Afinal, o que são Cuidados Paliativos?

31/03/2016
Portal Hospitais Brasil

A maioria das pessoas já ouviu falar que existe uma nova modalidade de atendimento em saúde chamada Cuidados Paliativos. O tema está sendo cada vez mais discutido. A expressão ‘é um paliativo’ está em todo lugar. E claramente dá a ideia de algo que não resolve o problema, de solução desvantajosa ou passageira. Mas os cuidados paliativos nada têm a ver com algo temporário.

Dr. Paulo Sérgio Campos Salles, médico pneumologista, especialista em Medicina Paliativa da Clínica Sainte Marie, integrante do Grupo IPC Saúde, afirma que “muitos acreditam, equivocadamente, que cuidados paliativos se trata de ser ‘bonzinho’, de segurar a mão do paciente, afagar-lhe a cabeça. Isso é um engano frequente, mesmo entre médicos esclarecidos. Há uma resistência natural no ser humano a tudo que é novo. O desconhecido incomoda. Cuidados paliativos são novidade e podem intimidar alguns corações e mentes”.

De acordo com o médico, a expressão ‘paliativo’ vem do latim ‘pallium’, que significa manto, coberta. Os cavaleiros cristãos nas antigas cruzadas popularizaram esse tipo de manto para sua proteção nas intempéries. Cobrir alguém com frio, proteger. Daí surgiu o nome Cuidados Paliativos.

O especialista explica que, atualmente, o foco dos hospitais, das operadoras e dos médicos está voltado quase exclusivamente para a cura do paciente. “Para isso utilizam-se métodos invasivos e de alta tecnologia. Entretanto o sofrimento, a dor e outros sintomas são subestimados ou ignorados. Os cuidados paliativos focam no ser humano em sua plenitude sem esquecer-se do sofrimento. Para resolvê-lo não abre mão da tecnologia, do profissionalismo e do conhecimento. Os profissionais treinados em cuidados paliativos possuem uma visão diferente, de abordagem total ao paciente”.

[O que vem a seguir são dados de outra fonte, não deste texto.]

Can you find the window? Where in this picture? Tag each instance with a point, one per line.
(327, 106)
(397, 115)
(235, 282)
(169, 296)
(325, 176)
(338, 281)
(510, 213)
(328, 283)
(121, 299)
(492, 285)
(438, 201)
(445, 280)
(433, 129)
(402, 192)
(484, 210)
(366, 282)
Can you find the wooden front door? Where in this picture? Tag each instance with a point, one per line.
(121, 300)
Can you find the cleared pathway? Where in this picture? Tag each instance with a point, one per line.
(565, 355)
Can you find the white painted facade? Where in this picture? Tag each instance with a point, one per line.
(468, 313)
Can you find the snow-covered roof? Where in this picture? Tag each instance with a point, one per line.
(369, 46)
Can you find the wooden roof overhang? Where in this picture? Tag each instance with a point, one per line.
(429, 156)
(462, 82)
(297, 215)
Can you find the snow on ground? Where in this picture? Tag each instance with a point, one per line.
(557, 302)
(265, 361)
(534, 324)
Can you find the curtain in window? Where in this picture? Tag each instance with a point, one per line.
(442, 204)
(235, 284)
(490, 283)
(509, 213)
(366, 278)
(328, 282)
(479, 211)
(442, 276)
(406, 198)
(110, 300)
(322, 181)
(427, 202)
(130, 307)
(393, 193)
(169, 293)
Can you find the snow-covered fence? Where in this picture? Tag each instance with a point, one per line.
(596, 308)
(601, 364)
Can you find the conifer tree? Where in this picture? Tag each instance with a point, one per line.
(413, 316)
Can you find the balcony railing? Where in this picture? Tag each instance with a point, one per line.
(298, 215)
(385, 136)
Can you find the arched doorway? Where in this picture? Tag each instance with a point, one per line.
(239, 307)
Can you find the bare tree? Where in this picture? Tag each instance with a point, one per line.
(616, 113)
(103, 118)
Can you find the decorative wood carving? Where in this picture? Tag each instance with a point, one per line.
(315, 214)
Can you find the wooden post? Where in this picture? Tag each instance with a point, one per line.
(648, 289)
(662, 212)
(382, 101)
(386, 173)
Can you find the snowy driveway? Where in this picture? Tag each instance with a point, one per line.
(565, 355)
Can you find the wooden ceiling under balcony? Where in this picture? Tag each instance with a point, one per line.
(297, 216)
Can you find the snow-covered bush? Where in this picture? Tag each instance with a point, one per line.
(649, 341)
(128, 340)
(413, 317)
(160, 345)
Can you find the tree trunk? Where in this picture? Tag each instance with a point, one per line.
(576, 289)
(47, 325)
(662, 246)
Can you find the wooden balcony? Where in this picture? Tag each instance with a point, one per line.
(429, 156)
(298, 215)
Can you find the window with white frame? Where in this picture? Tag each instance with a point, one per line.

Segundo Dr. Campos, em cuidados paliativos os sintomas físicos como a falta de ar; os problemas psicológicos como medos e angústias; os problemas sociais, como questões com o trabalho e a família; e as questões espirituais não são esquecidos. “O sucesso dos cuidados paliativos não depende da atividade de um médico ou de uma enfermeira apenas. Depende de uma equipe preparada, treinada na abordagem desse momento difícil na vida de uma pessoa. Além de trabalhar em prol do paciente e de seus familiares, a equipe multiprofissional volta-se também para a pesquisa científica e a divulgação do conhecimento”, ressalta o médico.

Neste sentido, a equipe visa resolver os diversos tipos de desconfortos que afligem o paciente, devolvendo-lhe a dignidade, promovendo o conforto e o bem-estar desde o momento do diagnóstico de uma doença incurável, acompanhando todo o tratamento, até o dia de sua morte. “E a morte não é considerada um fracasso ou uma derrota em cuidados paliativos. A morte é o elemento final comum de todo ser humano, um processo que faz parte da vida e que valida nossas existências, possibilitando o legado de amor, de conhecimento e de esperança que deixamos para quem vem depois de nós”, completa o especialista.